You don’t aim for such a lofty goal without the internal fortitude to withstand the forces inside the engine. For that, a set of Diamond pistons and rods were added, as well as a pair of robust GForce Performance Engineering axles. At this point, the car’s dual-clutch system seems to be the limiting factor, as the FuelTech team reports 750 horsepower seems to be it for the factory unit. A new design is in the works and hopefully will carry the car over the 1,000-horsepower threshold soon enough.
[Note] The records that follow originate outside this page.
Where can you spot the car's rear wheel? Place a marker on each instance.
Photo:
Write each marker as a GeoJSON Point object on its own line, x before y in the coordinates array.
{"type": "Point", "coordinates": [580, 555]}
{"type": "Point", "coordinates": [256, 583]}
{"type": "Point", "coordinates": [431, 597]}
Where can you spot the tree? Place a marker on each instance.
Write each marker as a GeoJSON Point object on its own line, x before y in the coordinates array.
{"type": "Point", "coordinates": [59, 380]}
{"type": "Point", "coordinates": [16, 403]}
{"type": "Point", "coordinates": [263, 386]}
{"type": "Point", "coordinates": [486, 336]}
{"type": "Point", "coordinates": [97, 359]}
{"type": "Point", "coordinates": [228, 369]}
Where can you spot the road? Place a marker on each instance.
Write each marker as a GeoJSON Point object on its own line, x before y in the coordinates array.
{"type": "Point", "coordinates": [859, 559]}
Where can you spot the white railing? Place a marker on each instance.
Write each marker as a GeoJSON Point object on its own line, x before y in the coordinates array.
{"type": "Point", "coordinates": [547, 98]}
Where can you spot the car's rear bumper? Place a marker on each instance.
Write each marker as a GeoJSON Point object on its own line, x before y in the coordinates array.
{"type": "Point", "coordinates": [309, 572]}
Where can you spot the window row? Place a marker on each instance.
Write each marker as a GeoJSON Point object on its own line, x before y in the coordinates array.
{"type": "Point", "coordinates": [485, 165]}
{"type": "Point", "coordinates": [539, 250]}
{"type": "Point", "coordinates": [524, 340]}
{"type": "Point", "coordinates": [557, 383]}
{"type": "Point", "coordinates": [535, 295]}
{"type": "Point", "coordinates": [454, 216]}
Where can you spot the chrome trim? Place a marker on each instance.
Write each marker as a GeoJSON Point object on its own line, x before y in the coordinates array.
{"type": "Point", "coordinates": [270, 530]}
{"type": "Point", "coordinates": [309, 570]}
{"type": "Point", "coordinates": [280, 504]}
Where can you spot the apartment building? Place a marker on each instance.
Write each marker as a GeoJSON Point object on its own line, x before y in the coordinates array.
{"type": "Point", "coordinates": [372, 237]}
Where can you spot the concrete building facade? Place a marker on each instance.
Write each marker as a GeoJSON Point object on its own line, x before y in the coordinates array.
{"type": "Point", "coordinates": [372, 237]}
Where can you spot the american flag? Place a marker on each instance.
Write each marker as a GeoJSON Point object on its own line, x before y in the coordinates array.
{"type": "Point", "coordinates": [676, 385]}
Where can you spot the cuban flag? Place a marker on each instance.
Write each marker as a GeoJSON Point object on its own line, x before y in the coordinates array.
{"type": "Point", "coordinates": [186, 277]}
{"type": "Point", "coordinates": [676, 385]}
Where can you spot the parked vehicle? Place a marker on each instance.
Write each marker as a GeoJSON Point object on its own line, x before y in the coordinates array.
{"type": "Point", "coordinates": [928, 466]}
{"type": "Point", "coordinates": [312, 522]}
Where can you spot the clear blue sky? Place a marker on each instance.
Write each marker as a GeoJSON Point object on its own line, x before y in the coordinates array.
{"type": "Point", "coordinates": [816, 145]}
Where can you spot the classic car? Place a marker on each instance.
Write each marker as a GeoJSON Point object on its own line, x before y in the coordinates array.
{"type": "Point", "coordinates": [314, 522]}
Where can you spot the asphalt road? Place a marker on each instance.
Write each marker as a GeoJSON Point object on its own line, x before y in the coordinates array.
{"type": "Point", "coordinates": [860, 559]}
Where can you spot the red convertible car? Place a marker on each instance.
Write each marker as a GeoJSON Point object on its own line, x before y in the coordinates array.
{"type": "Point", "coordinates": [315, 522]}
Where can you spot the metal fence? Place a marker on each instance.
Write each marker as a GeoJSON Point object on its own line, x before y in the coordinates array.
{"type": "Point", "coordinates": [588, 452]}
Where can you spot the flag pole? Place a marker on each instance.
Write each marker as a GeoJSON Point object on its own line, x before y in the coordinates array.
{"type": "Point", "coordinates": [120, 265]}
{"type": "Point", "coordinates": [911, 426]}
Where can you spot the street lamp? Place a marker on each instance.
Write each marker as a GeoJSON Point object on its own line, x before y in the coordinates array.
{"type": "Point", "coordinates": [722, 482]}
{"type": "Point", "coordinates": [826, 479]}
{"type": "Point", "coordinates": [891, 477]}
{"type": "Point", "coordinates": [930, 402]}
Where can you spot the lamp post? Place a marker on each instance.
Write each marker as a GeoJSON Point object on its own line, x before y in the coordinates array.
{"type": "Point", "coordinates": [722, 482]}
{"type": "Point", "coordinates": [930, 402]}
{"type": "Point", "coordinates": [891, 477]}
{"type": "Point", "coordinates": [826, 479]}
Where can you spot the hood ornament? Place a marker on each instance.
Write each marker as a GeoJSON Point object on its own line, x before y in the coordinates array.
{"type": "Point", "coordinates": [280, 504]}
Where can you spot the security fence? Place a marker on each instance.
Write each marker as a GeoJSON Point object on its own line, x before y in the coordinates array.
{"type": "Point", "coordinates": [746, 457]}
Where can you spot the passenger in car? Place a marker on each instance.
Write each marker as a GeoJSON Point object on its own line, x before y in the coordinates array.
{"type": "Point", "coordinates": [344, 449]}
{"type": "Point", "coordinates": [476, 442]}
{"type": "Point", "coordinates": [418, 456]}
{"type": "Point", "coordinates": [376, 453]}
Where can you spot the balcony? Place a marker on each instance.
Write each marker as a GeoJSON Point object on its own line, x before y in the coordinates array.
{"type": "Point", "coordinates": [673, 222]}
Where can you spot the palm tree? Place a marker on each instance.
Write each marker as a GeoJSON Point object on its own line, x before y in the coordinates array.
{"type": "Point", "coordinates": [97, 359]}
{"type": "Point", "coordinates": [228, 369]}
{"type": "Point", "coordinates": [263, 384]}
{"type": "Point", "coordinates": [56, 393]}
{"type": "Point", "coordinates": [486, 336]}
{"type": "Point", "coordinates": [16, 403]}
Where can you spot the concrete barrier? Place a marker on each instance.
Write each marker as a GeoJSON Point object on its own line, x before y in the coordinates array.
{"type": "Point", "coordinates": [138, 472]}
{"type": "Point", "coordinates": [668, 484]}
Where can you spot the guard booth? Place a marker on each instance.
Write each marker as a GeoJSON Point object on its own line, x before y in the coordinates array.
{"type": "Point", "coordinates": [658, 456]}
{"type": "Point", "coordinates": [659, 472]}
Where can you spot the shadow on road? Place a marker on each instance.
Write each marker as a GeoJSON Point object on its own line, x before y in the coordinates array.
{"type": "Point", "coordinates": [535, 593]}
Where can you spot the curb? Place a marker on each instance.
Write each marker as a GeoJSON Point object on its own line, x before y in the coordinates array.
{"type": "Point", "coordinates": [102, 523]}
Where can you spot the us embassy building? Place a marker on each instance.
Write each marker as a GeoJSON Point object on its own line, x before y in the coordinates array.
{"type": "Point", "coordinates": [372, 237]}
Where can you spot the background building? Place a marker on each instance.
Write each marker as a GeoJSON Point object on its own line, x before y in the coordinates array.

The piggy-backed FT600 ECU controls a supplemental fuel supply, as well as other engine functions, to manipulate the stock ECU readings ensuring that each cylinder gets the proper amount of fuel for each firing cycle. Two wide-band 02 sensors are used to ensure a finely-tuned balance of air and fuel, which is added by an auxiliary set of 1050cc/min fuel injectors (one in each port) and an independent Aeromotive fuel system—complete with its own fuel cell, fuel lines, and brushless 5 GPM spur gear electric fuel pump. The factory computer continues to control the Direct Injection, with certain sensors being manipulated by the FT600.
The Corvette runs VP Racing Fuels MS100 unleaded gasoline in the factory tank for the Direct Injection. Since there is not an intercooler, FuelTech is using VP Racing Fuels M1 to supply the additional fuel under boost and to act as alcohol-injection to cool the inlet air temperatures. Keeping the boosted beast in the safety zone is the responsibility of the factory ECU, the FuelTech FT600, and the wide-band oxygen sensor system.
Check out this video highlighting the latest advancement it 2020 Corvette performance. We find it quite interesting that some of the best ways of overcoming obstacles back in the day are still beneficial in our tech-savvy present day. What’s old HAS become new again, and we’re seeing astronomical performance because of it!